This is the kind of paper that belongs in a reading group focused on agent memory and test-time adaptation; the direction is real even if the current evidence is thin. A serious editor should send it to review rather than desk-reject, mainly to get the authors to run the compute-controlled experiments and tighten the method section. I would not cite it yet.

Referee Report

2 major / 2 minor

Summary. The paper proposes AdaMEM, a hybrid memory framework for language agents that maintains offline long-term trajectory memory while generating short-term strategy memory on-the-fly at test time, without online parameter updates. It claims this enables better adaptation to dynamic conditions in long-horizon tasks, with reported relative gains of up to 13% on ALFWorld and 11% on WebShop over static memory baselines, consistent leading results on HotpotQA agentic search, and further gains from the introduced STEP-MFT fine-tuning method. The work positions this as a new scaling dimension for post-deployment agent self-evolution and releases code.

Significance. If the empirical gains can be cleanly attributed to the adaptive hybrid memory rather than uncontrolled differences in inference compute, the approach would represent a meaningful advance in test-time adaptation for agents, supporting continuous reasoning without retraining. The public code release aids reproducibility and allows direct verification of the claimed trade-off between token efficiency and adaptability.

major comments (2)

[Experiments] Experiments section: The headline performance claims (up to 13% relative gain on ALFWorld, 11% on WebShop) compare AdaMEM against static memory baselines, but the setup does not equalize total LLM calls or tokens. AdaMEM's on-the-fly short-term strategy generation requires repeated LLM invocations per decision step, while static baselines use only initial retrieval; without this control, the delta cannot be attributed to the hybrid architecture versus extra test-time compute, undermining the central empirical claim.
[Method] Method and Abstract: The core assumption that on-the-fly short-term strategy memory generated from long-term trajectories will reliably improve decision-making lacks discussion of safeguards against misalignment or error propagation in long-horizon tasks; this is load-bearing for the adaptation claims but receives no analysis or ablation.

minor comments (2)

[Abstract] Abstract: Performance numbers are stated without any mention of number of runs, variance, or specific baselines, making initial soundness assessment difficult even before full experimental details.
[Abstract] The trade-off between token efficiency and adaptability is noted but not quantified with concrete token or latency measurements across the reported tasks.

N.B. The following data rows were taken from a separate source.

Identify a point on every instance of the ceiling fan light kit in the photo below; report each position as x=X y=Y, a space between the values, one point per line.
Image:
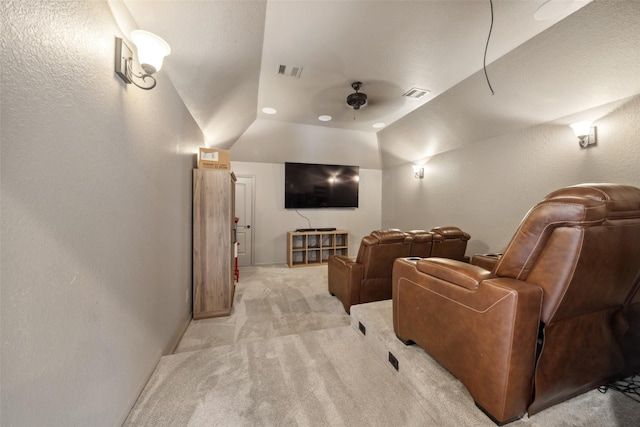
x=356 y=99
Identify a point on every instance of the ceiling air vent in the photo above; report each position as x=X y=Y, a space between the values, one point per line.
x=289 y=71
x=415 y=93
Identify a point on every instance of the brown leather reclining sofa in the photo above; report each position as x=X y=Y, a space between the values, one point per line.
x=368 y=277
x=557 y=316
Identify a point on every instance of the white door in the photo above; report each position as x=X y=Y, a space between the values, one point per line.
x=244 y=213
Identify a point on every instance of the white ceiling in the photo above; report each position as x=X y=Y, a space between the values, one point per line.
x=225 y=55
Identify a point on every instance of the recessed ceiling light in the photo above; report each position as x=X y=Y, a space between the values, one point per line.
x=552 y=9
x=416 y=93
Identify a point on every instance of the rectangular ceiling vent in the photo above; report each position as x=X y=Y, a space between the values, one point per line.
x=416 y=93
x=289 y=71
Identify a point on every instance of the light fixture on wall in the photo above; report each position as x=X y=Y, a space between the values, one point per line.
x=585 y=133
x=151 y=52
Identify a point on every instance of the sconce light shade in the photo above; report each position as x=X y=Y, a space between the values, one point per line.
x=581 y=128
x=585 y=133
x=151 y=50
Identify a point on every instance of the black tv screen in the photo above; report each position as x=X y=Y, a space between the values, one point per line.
x=308 y=186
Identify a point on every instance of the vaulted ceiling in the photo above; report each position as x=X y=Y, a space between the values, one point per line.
x=226 y=56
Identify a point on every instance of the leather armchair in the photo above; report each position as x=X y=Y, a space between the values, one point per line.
x=368 y=277
x=558 y=316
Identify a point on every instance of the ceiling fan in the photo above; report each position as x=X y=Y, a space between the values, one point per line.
x=356 y=99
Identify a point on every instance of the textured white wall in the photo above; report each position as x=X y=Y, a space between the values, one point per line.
x=272 y=221
x=486 y=188
x=96 y=219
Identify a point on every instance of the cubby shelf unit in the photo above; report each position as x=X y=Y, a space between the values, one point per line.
x=305 y=248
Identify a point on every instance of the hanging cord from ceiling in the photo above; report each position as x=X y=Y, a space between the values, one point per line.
x=484 y=63
x=308 y=222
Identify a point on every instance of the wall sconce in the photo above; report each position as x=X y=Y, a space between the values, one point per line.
x=585 y=133
x=151 y=52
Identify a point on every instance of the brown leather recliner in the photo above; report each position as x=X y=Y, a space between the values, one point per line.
x=558 y=316
x=451 y=243
x=368 y=277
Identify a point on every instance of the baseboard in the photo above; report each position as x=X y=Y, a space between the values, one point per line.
x=176 y=341
x=173 y=344
x=137 y=391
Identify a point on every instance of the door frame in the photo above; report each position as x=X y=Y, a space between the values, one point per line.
x=251 y=221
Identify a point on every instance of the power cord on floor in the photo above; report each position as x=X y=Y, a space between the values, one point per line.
x=629 y=386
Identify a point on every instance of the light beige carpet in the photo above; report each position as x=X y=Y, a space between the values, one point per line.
x=290 y=356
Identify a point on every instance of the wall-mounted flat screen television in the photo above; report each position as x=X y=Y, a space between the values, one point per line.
x=309 y=186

Simulated Author's Rebuttal

2 responses · 0 unresolved

We thank the referee for the constructive feedback. We address the two major comments point by point below, indicating the revisions we will make to strengthen the manuscript.

read point-by-point responses

Referee: [Experiments] Experiments section: The headline performance claims (up to 13% relative gain on ALFWorld, 11% on WebShop) compare AdaMEM against static memory baselines, but the setup does not equalize total LLM calls or tokens. AdaMEM's on-the-fly short-term strategy generation requires repeated LLM invocations per decision step, while static baselines use only initial retrieval; without this control, the delta cannot be attributed to the hybrid architecture versus extra test-time compute, undermining the central empirical claim.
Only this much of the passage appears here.